Those of us cricket fans who had seen it, are never likely to forget it.
April 18, 1986. Australasia Cup final at Sharjah. Set to chase 246, Pakistan are down to the last ball with four runs needed for a victory over India. Chetan Sharma comes in and lets go a full toss. And over the ropes it is hit by Javed Miandad. A great cricketing moment that. And also one of the most talked-about moments in modern cricketing history.
The judgment passed by all and sundry has always been this: that Sharma lost his nerves, and Miandad kept his.
And this is not typical to cricket, of course. Choking under pressure is quite often seen in sports events. Like Roberto Baggio infamously missing the deciding penalty for Italy in the final of the 1994 FIFA World Cup against Brazil.
Sharma and Baggio had the same problem in mental processing.
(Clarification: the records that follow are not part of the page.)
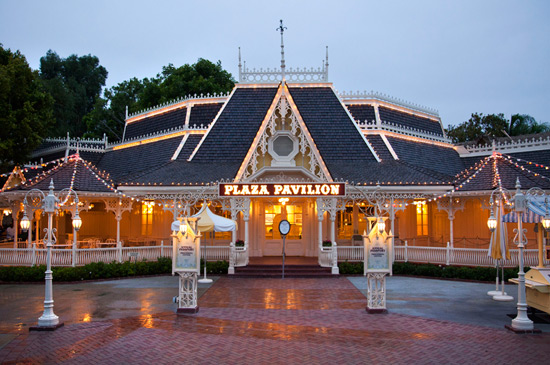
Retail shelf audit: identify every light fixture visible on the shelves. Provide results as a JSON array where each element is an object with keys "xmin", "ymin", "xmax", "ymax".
[
  {"xmin": 180, "ymin": 219, "xmax": 191, "ymax": 234},
  {"xmin": 378, "ymin": 218, "xmax": 386, "ymax": 234},
  {"xmin": 487, "ymin": 210, "xmax": 497, "ymax": 232},
  {"xmin": 20, "ymin": 213, "xmax": 31, "ymax": 232},
  {"xmin": 279, "ymin": 198, "xmax": 290, "ymax": 205},
  {"xmin": 542, "ymin": 198, "xmax": 550, "ymax": 231},
  {"xmin": 73, "ymin": 210, "xmax": 82, "ymax": 231}
]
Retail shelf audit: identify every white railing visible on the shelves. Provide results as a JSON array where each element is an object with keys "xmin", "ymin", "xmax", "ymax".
[
  {"xmin": 338, "ymin": 244, "xmax": 550, "ymax": 267},
  {"xmin": 0, "ymin": 243, "xmax": 233, "ymax": 266},
  {"xmin": 319, "ymin": 247, "xmax": 341, "ymax": 267},
  {"xmin": 202, "ymin": 246, "xmax": 229, "ymax": 261},
  {"xmin": 0, "ymin": 244, "xmax": 550, "ymax": 267},
  {"xmin": 235, "ymin": 247, "xmax": 248, "ymax": 267}
]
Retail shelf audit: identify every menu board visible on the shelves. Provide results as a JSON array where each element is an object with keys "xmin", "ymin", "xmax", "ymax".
[{"xmin": 172, "ymin": 232, "xmax": 200, "ymax": 272}]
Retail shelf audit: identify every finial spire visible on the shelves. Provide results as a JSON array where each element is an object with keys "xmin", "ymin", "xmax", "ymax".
[
  {"xmin": 325, "ymin": 46, "xmax": 328, "ymax": 81},
  {"xmin": 275, "ymin": 19, "xmax": 286, "ymax": 82},
  {"xmin": 239, "ymin": 47, "xmax": 242, "ymax": 82}
]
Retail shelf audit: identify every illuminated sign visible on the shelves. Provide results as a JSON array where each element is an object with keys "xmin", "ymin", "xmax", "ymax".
[{"xmin": 218, "ymin": 183, "xmax": 346, "ymax": 197}]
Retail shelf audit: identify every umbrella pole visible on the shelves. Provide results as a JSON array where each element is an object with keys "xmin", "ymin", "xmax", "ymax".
[
  {"xmin": 487, "ymin": 259, "xmax": 500, "ymax": 296},
  {"xmin": 493, "ymin": 258, "xmax": 514, "ymax": 302},
  {"xmin": 198, "ymin": 231, "xmax": 215, "ymax": 284}
]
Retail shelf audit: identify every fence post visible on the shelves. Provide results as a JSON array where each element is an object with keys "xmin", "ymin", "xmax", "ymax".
[
  {"xmin": 230, "ymin": 242, "xmax": 235, "ymax": 275},
  {"xmin": 71, "ymin": 241, "xmax": 76, "ymax": 267},
  {"xmin": 31, "ymin": 243, "xmax": 36, "ymax": 266},
  {"xmin": 116, "ymin": 240, "xmax": 122, "ymax": 263},
  {"xmin": 331, "ymin": 242, "xmax": 340, "ymax": 275}
]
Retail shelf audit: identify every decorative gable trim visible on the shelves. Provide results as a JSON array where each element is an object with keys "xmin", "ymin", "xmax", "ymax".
[
  {"xmin": 331, "ymin": 87, "xmax": 380, "ymax": 162},
  {"xmin": 0, "ymin": 166, "xmax": 27, "ymax": 192},
  {"xmin": 170, "ymin": 134, "xmax": 189, "ymax": 161},
  {"xmin": 235, "ymin": 84, "xmax": 332, "ymax": 181},
  {"xmin": 187, "ymin": 86, "xmax": 237, "ymax": 161},
  {"xmin": 380, "ymin": 134, "xmax": 399, "ymax": 160}
]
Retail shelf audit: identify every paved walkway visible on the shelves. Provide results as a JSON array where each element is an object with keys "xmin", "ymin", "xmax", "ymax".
[{"xmin": 0, "ymin": 277, "xmax": 550, "ymax": 365}]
They choked under pressure. It is tempting to dismiss such failures as “just nerves.” But to University of Chicago psychologist Sian Beilock, they are preventable results of information logjams in the brain. By studying how the brain works when we are doing our best — and when we choke — Beilock has formulated practical ideas about how to overcome performance lapses at critical moments.
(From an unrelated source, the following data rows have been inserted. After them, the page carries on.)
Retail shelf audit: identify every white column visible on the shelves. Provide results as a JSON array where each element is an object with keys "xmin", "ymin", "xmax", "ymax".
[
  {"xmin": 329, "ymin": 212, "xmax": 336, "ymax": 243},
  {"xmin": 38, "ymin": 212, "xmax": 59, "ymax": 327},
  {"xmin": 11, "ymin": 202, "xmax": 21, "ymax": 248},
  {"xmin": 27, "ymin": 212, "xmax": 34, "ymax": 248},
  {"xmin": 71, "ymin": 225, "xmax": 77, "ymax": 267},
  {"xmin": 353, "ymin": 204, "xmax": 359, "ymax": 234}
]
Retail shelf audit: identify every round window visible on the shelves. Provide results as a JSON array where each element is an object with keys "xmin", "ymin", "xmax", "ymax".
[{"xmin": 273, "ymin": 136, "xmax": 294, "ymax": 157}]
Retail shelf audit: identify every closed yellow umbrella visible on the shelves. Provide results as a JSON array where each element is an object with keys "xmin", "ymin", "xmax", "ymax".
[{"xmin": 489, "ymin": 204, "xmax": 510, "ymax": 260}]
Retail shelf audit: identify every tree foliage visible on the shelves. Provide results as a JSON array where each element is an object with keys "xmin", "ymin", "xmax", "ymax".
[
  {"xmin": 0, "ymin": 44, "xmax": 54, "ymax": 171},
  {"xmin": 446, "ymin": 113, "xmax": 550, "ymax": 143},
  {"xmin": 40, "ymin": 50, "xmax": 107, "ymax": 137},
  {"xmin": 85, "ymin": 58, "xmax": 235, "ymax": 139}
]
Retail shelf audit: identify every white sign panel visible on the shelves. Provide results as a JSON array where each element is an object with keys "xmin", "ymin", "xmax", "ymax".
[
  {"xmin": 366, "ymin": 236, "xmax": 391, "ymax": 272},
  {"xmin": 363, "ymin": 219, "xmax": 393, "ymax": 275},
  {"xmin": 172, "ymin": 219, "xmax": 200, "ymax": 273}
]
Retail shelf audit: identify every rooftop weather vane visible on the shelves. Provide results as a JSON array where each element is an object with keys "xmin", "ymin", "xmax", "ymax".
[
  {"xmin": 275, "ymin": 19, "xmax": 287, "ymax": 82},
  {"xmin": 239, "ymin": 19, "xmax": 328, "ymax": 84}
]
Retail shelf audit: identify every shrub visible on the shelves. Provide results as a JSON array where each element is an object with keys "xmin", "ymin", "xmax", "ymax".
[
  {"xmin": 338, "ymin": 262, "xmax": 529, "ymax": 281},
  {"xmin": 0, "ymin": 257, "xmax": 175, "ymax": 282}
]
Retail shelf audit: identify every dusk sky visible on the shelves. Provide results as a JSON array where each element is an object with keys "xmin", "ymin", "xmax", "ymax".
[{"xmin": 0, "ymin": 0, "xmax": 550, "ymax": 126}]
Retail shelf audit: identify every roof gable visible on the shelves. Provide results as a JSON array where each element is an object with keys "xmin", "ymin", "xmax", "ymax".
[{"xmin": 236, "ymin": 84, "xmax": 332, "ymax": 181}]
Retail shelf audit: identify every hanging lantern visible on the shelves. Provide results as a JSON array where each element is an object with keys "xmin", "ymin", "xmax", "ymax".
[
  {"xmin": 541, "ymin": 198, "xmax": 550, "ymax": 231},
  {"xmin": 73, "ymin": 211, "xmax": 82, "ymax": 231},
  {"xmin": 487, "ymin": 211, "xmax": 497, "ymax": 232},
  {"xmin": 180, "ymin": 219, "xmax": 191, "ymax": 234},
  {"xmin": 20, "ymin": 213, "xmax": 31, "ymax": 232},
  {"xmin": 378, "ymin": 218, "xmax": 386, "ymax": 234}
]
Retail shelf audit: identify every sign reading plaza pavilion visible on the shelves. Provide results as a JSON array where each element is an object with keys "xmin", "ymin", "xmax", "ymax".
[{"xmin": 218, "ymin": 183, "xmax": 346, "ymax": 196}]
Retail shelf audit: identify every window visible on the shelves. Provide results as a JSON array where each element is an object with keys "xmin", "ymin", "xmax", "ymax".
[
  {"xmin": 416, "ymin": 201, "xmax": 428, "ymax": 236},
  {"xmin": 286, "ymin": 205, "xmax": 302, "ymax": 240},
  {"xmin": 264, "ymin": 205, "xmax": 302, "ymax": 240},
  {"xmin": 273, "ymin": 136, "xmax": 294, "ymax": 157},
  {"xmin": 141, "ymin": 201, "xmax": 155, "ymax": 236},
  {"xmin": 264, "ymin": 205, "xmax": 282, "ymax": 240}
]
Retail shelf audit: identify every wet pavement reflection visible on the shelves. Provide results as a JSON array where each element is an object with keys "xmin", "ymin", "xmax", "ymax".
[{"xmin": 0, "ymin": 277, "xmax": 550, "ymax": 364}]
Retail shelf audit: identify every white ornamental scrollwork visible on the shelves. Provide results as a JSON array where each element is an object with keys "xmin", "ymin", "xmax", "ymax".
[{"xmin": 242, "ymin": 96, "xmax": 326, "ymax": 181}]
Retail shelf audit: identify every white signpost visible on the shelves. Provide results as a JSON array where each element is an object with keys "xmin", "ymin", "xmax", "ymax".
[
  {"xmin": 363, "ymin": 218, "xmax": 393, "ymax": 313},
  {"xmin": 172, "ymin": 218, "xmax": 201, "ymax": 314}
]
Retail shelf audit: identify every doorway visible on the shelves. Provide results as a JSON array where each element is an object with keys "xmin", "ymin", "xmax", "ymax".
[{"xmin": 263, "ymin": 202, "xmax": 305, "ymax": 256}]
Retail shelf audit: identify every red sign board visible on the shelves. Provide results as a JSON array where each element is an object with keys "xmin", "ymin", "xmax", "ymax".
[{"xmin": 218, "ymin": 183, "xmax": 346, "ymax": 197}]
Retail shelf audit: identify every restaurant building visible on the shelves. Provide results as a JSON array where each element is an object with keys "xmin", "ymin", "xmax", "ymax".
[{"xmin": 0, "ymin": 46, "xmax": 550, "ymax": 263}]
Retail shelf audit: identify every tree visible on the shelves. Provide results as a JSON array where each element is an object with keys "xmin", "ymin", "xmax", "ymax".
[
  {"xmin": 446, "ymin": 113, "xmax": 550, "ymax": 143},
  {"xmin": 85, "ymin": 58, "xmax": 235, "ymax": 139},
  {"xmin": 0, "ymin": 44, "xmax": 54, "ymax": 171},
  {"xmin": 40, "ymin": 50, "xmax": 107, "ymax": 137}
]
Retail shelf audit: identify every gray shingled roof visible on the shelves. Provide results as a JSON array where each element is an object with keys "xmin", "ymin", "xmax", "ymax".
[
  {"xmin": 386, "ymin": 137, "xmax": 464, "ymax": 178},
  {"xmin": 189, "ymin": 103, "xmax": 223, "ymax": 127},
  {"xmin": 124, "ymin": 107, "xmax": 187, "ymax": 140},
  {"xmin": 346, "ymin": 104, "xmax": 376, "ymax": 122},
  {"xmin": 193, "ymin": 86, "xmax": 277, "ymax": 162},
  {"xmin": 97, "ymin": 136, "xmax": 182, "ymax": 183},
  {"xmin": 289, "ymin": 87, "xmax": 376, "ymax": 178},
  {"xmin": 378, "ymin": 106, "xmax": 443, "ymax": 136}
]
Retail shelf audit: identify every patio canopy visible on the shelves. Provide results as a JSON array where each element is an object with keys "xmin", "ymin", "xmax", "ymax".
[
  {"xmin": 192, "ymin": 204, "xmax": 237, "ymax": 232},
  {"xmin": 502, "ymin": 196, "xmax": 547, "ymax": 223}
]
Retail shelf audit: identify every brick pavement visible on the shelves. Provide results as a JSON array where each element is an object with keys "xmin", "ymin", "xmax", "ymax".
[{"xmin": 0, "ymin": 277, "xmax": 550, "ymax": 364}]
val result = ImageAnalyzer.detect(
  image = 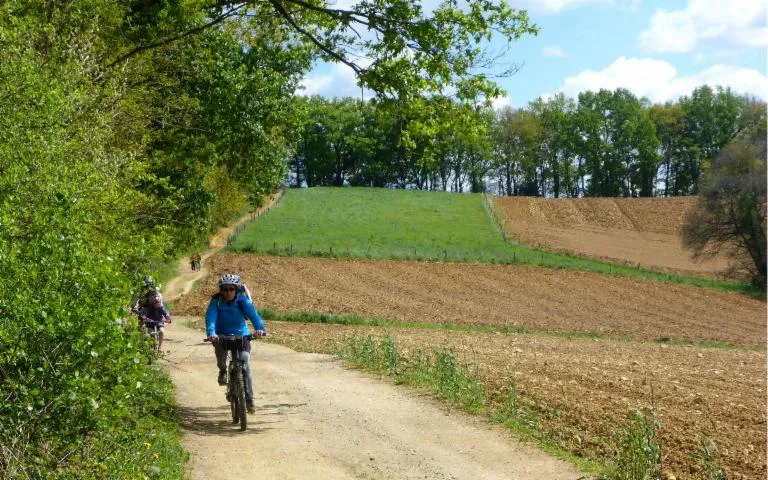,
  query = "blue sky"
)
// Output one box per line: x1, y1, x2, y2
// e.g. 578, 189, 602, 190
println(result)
303, 0, 768, 108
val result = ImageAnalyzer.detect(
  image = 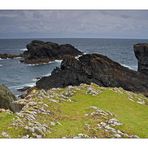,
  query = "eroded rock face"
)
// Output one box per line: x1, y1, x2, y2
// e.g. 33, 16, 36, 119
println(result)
134, 43, 148, 75
36, 54, 148, 95
0, 85, 16, 111
23, 40, 82, 64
Beilock’s research is the basis of her new book, Choke: What the Secrets of the Brain Reveal About Getting it Right When You Have To.
“Choking is suboptimal performance, not just poor performance. It’s a performance that is inferior to what you can do and have done in the past and occurs when you feel pressure to get everything right,” says Beilock, an associate professor in psychology.
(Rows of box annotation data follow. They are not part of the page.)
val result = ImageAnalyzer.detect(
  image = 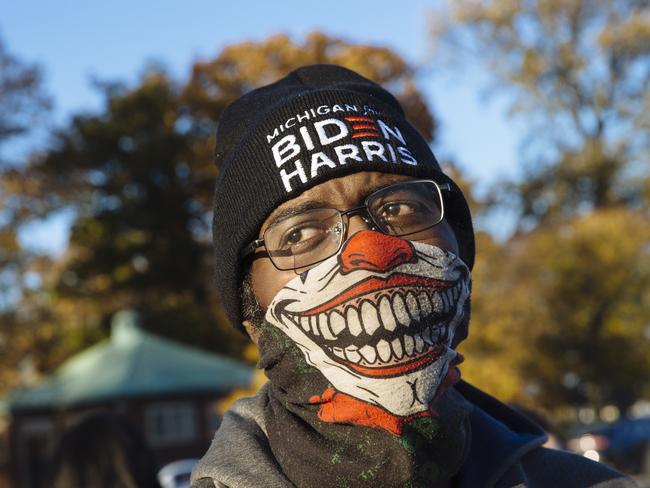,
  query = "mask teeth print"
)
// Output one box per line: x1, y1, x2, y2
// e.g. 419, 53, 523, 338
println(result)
282, 279, 469, 366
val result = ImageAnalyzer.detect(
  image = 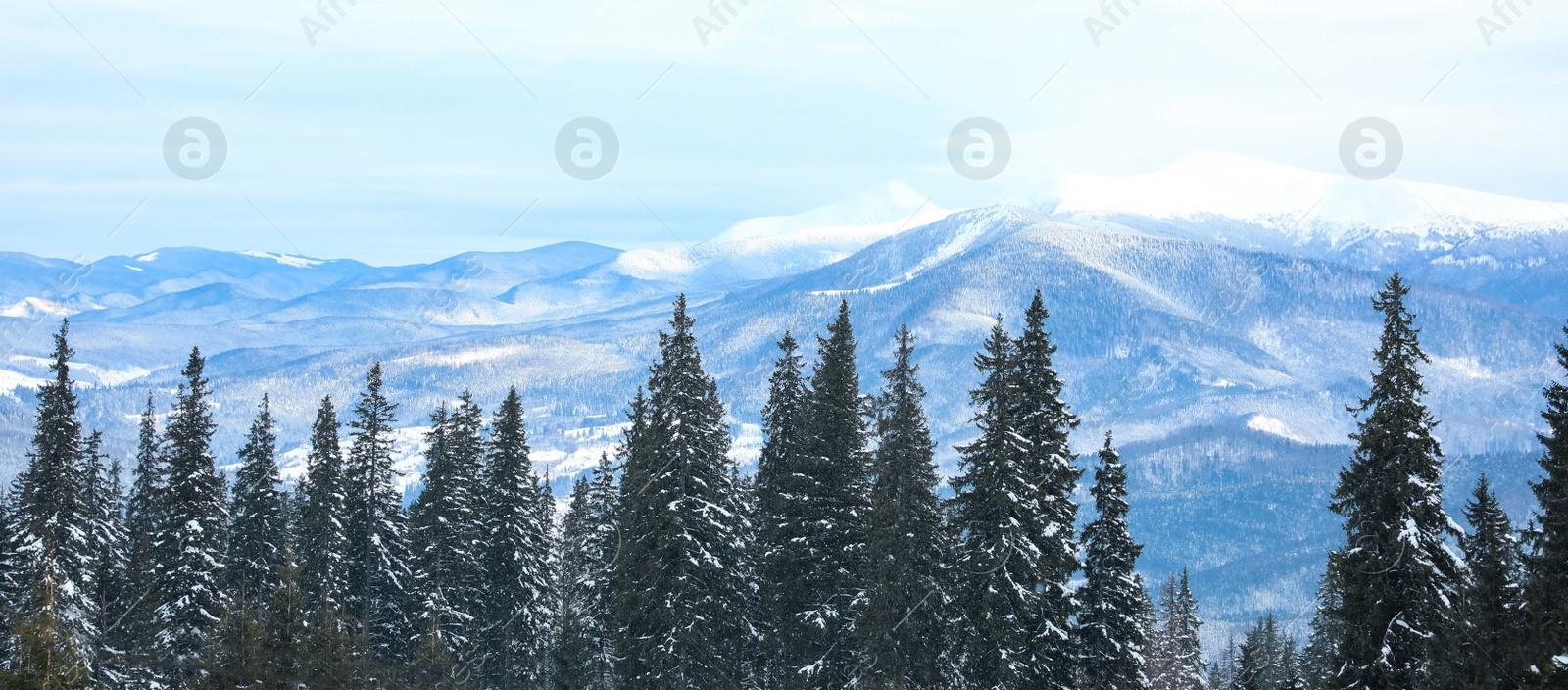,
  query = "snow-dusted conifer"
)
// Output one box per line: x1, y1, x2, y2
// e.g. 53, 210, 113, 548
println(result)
951, 317, 1046, 690
155, 348, 229, 687
858, 327, 951, 688
1320, 274, 1460, 687
612, 296, 747, 690
408, 390, 484, 661
1077, 431, 1150, 690
229, 395, 288, 602
343, 363, 417, 662
296, 397, 348, 616
480, 387, 554, 687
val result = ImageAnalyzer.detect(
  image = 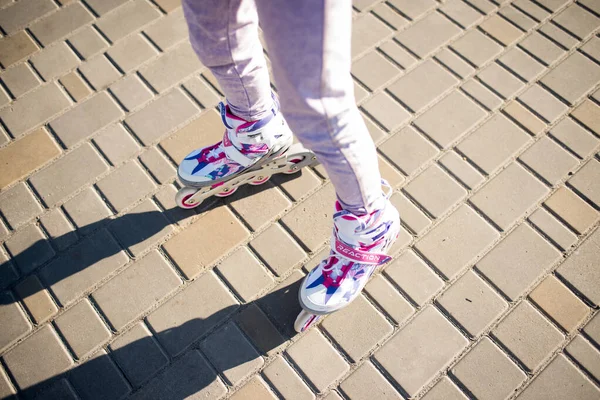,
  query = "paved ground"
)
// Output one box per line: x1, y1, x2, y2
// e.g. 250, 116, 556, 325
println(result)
0, 0, 600, 400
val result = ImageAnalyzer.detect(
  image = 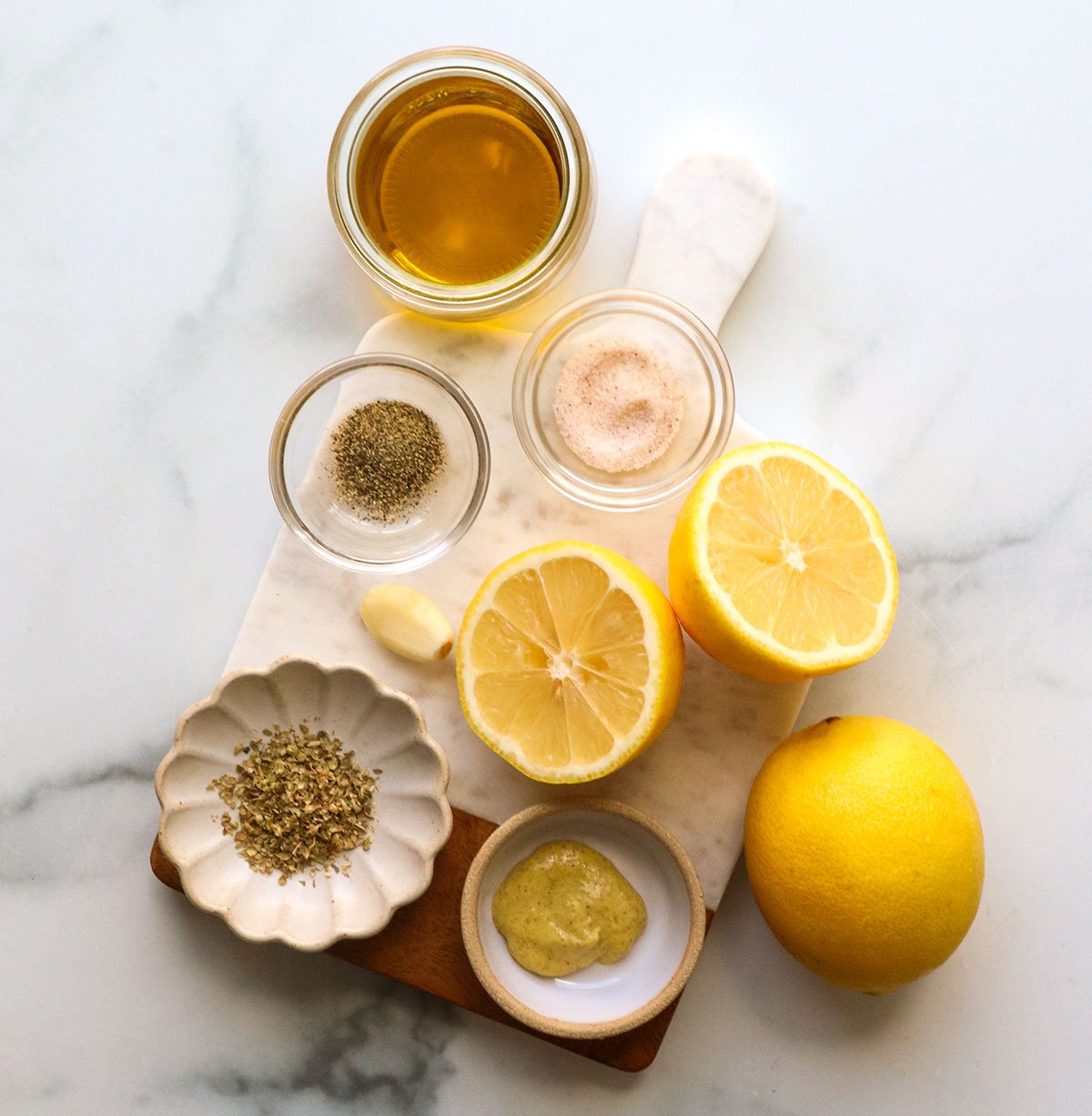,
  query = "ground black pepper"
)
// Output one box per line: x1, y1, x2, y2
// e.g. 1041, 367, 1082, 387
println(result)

Some of the most spectacular and memorable moments of choking occur in sports when the whole world is watching. Choking in such cases happens when the polished programmes executed by the brains of extremely accomplished athletes go awry. In Choke, Beilock recounts famous examples of these malfunctions in the context of brain science to tell the story of why people choke and what can be done to alleviate it.
Thinking too much about what you are doing, because you are worried about losing the lead or worrying about failing in general, can lead to “paralysis by analysis.” This occurs when people try to control every aspect of what they are doing in an attempt to ensure success. Unfortunately, this increased control can backfire, disrupting what was once a fluid, flawless performance.
“My research team and I have found that highly skilled golfers are more likely to hole a simple 3-foot putt when we give them the tools to stop analysing their shot, to stop thinking,” Beilock points out. “Highly practiced putts run better when you don’t try to control every aspect of performance.”
Even a simple trick of singing helps prevent portions of the brain that might interfere with performance from taking over, Beilock’s research shows. Whistling can help at work. “If the tasks are automatic and you have done them a thousand times in the past, a mild distraction such as whistling can help them run off more smoothly under pressure.”
The brain also can work to sabotage performance in ways other than paralysis by analysis. For instance, pressure-filled situations can deplete a part of the brain’s processing power known as working memory, which is critical to many everyday activities.
Beilock’s work has shown the importance of working memory in helping people perform their best, in academics and in business. Working memory is lodged in the prefrontal cortex and is a sort of mental scratch pad that is temporary storage for information relevant to the task at hand, whether that task is doing a math problem at the board or responding to tough, on-the-spot questions from a client. Talented people often have the most working memory, but when worries creep up, the working memory they normally use to succeed becomes overburdened. People lose the brain power necessary to excel.
One example is the phenomenon of “stereotype threat.” This is when otherwise talented people don’t perform up to their abilities because they are worried about confirming popular cultural myths that contend, for instance, that boys and girls naturally perform differently in math or that a person’s race determines his or her test performance.
In Choke, Beilock describes research demonstrating that high-achieving people underperform when they are worried about confirming a stereotype about the racial group or gender to which they belong. These worries deplete the working memory necessary for success. The perceptions take hold early in schooling and can be either reinforced or abolished by powerful role models.
In one study, researchers gave standardised tests to black and white students, both before and after US President Barack Obama was elected. Black test takers performed worse than white test takers before the election. Immediately after Obama’s election, however, blacks’ performance improved so much that their scores were nearly equal with whites. When black students can overcome the worries brought on by stereotypes, because they see someone like President Obama who directly counters myths about racial variation in intelligence, their performance improves.
Beilock and her colleagues also have shown that when first-grade girls believe that boys are better than girls at math, they perform more poorly on math tests. One big source of this belief? The girls’ female teachers. It turns out that elementary school teachers are often highly anxious about their own math abilities, and this anxiety is modelled from teacher to student. When the teachers serve as positive role models in math, their male and female students perform equally well.
What can help? Beilock vouches for relaxation techniques. A person also can overcome anxiety by thinking about what to say, not what not to say, she says. “Think about the journey, not the outcome. Remind yourself that you have the background to succeed and that you are in control of the situation. This can be the confidence boost you need to ace your pitch or to succeed in other ways when facing life’s challenges.”